As the Reform report mentioned teaching and Teach First, there is more of a debate to be had about teaching. I expect Reform will come back to this issue. In one sense the debate is, as elsewhere in the public sector, and as Reform acknowledge, around the issue of teachers and technology. Reform’s thesis seems to be some work will be replaced by technology and jobs will change their skill levels so the number of workers can be reduced. Seen through the other end of the telescope, the views is of fewer, but more skilled workers each being more productive.  My example is the horde of market porters that have been replaced these days by the software engineers writing the code used in the automated warehouse: far fewer, but far more skilled and locatable anywhere in the world, as a recent BBC story about India showed.

With a largely highly skilled workforce in teaching, the issue at one level is, can the government afford to pay for such numbers of teachers as the 3-18 engagement with education demands?

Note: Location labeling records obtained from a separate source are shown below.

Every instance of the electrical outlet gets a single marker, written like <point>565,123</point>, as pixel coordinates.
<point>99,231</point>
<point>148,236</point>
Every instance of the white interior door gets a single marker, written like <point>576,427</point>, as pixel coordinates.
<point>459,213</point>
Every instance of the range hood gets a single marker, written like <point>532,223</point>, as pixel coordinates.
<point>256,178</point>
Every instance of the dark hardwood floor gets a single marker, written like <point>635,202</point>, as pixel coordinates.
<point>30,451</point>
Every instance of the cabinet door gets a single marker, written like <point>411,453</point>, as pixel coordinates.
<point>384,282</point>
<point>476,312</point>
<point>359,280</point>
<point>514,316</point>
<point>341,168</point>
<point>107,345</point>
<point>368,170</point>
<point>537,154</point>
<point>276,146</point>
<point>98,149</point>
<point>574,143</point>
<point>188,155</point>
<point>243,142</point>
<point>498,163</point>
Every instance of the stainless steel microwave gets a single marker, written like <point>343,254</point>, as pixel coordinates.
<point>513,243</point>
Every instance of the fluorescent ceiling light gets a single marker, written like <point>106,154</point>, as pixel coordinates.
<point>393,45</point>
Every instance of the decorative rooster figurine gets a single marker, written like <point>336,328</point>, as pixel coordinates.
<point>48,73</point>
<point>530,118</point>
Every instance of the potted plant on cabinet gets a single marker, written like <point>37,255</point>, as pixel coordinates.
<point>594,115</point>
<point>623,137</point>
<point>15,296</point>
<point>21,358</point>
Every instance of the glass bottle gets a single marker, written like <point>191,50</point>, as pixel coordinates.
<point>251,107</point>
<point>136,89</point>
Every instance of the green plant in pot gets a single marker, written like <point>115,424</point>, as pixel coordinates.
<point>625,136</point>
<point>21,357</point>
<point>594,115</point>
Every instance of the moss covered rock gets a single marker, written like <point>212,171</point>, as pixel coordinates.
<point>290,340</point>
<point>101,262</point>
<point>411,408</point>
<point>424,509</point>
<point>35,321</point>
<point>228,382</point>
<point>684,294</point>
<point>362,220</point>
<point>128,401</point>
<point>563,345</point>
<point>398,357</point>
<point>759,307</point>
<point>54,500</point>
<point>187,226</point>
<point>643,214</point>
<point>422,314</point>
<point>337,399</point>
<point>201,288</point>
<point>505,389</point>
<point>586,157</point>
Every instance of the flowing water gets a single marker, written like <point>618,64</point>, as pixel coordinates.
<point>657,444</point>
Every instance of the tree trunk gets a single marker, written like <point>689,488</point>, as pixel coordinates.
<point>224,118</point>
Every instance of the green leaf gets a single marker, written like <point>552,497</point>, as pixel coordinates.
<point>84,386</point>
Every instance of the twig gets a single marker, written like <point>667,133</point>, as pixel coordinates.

As we approach the 150th anniversary of the Liberal government’s requirement for universal state schooling available to all parents that didn’t provide any other form of education for their children there is a real need to debate both the shape and staffing of the schools during the next 50 years.

This was a point I made in my recent talk to the Merchant Taylor’s Company Education seminar (see blog post January 2017) Think tanks can provide a place to discuss new ideas and stimulate debate as can blogs. Is this a debate worth starting about the relative place of people and technology in the learning landscape?